9 Ocak 2010 Cumartesi

Ocak 2010 - Kalamış North Shields

Zaman: 4 Ocak 2010

Katılımın oldukça yüksek ve katılanların da 0-38 yaş yelpazesi içinde yer alan kişilerden oluştuğu pek de şükela bir toplantımız oldu bu. 0 yaş konuğumuz Seda'nın sakinliği ve sevimliliğiyle gönüllerde taht kuran bebesi Evrim'di. Gece boyunca kucaktan kucağa gezdi, ilgiyle etrafı izledi, gecenin sonuna doğru sıcaktan yanakları küçük birer elma gibi kızardı. Dünyanın en şirin şeyiydi ve sonuç itibarıyle çocuğu olan olmayan herkesin hormonlarını şöyle bir yerinden zıplatmayı başardı. Bu arada Salih ve Seda'yı da büyük bir cesaret ve insanlık örneği göstererek bebelerini KAL'lı (ki bizlerin normal şeyler olmadığımız konusunda bir takım kanılar varmış yakın çevremizdeki insanlara ait) bir 17-20 kişilik grubun içine çekinmeden sokmaları sebebiyle ayrıca takdir ettik. Bunun dışında;

* Gecenin sürprizi Melis olacaktı. Ekim'deki yemeğimizden sonra Müge kendisiyle kontağa geçmeyi ve buluşma konusunda kendisini haberdar etmeyi başardı. Onun da bebe bir oğlu varmış, birkaç senedir evliymiş. Evlilik yıldönümlerine denk geldiği için bu sefer bize katılamadı, inşallah diğerlerine gelir yaşayan en eski arkadaşlarımdan.

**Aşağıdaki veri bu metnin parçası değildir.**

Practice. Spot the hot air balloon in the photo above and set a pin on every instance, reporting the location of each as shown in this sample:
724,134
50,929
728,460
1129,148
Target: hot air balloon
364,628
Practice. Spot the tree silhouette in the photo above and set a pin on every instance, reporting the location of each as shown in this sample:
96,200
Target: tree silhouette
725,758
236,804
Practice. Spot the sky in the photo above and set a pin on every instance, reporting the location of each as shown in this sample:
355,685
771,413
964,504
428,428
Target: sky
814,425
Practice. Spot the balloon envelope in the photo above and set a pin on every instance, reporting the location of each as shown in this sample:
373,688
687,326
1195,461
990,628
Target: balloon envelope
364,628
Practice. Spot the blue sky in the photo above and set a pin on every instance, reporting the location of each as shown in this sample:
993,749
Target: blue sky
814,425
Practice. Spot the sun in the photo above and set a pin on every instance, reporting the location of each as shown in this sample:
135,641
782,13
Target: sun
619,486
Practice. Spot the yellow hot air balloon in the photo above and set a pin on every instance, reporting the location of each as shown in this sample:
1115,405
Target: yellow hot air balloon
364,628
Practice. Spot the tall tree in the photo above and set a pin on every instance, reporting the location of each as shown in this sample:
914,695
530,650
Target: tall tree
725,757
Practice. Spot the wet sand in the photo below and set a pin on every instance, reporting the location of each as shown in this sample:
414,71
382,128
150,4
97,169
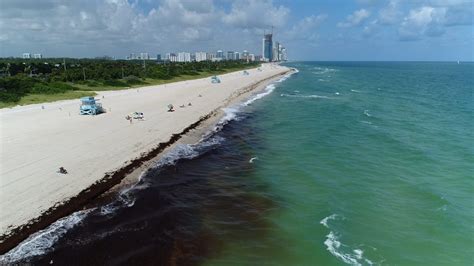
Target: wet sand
99,151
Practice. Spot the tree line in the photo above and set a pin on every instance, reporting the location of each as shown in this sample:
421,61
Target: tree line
20,77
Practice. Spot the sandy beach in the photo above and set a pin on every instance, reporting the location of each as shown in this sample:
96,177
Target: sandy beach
38,139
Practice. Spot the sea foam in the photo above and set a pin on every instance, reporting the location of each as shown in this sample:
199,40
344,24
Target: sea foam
340,250
305,96
41,242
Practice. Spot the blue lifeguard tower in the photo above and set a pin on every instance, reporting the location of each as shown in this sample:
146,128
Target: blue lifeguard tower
215,79
90,106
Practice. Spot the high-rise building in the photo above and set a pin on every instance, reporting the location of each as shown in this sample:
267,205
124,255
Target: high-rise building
245,55
184,57
283,54
172,57
230,55
267,47
276,52
220,54
144,56
201,56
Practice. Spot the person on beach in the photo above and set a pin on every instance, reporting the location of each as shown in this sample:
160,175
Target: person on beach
62,170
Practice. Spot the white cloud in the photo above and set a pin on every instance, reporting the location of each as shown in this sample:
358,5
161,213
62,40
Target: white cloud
355,19
251,14
70,27
422,21
390,14
305,29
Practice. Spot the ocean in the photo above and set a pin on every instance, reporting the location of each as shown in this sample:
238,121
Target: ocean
342,163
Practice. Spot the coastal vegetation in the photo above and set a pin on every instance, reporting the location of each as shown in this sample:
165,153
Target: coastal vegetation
28,81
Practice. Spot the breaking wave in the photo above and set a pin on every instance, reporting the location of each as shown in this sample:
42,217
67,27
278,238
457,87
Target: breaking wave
305,96
41,242
340,250
321,70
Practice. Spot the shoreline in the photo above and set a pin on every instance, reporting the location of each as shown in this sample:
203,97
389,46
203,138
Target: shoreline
105,188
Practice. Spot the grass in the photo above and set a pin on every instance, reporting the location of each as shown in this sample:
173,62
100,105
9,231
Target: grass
85,90
44,98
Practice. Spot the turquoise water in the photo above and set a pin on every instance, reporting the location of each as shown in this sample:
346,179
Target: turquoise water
340,164
369,163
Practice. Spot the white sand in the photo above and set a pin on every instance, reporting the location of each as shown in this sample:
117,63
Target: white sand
35,142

* Yaşayan en eski arkadaş deyince; Bunlardan biri olan Emre Danışman İzmir'den bu buluşmamıza da katılmayı başardı. 'Way to go Emre!' diyoruz burdan kendisine.

* Her buluşmada olduğu gibi sınıfın yarısından çoğunun İlhami Ahmed Örnekal'dan olmasıyla bir dalga geçildi. Hazırlıkta hepimiz kendimizi tanıtır ve hangi ilkokuldan geldiğimizi anlatırken herkese Bağdat Caddesi gençliği olduğumuzu hissettirip dilimizi yuvarlaya yuvarlaya 'İlhami Ahmed Örnekal' diyormuşuz. Zavallı Mert Oşar anlamayıp, bunu çözmeye çalışırmış o zamanlar :D

* Mehmet tam bir ev sahibi edasındaydı ve hakkaten de söz verdiği gibi bize evimizde gibi rahat bir gece yaşattı, sağolsun.

* Nilay ve Altuğ Kanada saflarından 1,5 sene zarfında Türkiye'ye geri dönmeyi düşünüyorlarmış. Arkadaşlarımız geliyor diye sevindik tabii ama kendimiz yurtdışına kaçmayı düşündüğümüz için de üzüldük. Yalnızlığın ve sağlık sisteminin korkunçluğunun bu kararda etkisi olmuş. Mesela geçen Mayıs ayından beri Kulak-Burun-Boğaz'da sıra bekliyorlarmış, pek şaşırdık bu kadar fena olmasına.

* Alp'i bütün gece kıyımdan ayırmadım :) Pek özlediğim bir kişi neticede. Tek bir laf etti, bitirdi beni.
S.S.M,M :D
Ne demek olduğunu bilenler bilmeyenlere anlatsın.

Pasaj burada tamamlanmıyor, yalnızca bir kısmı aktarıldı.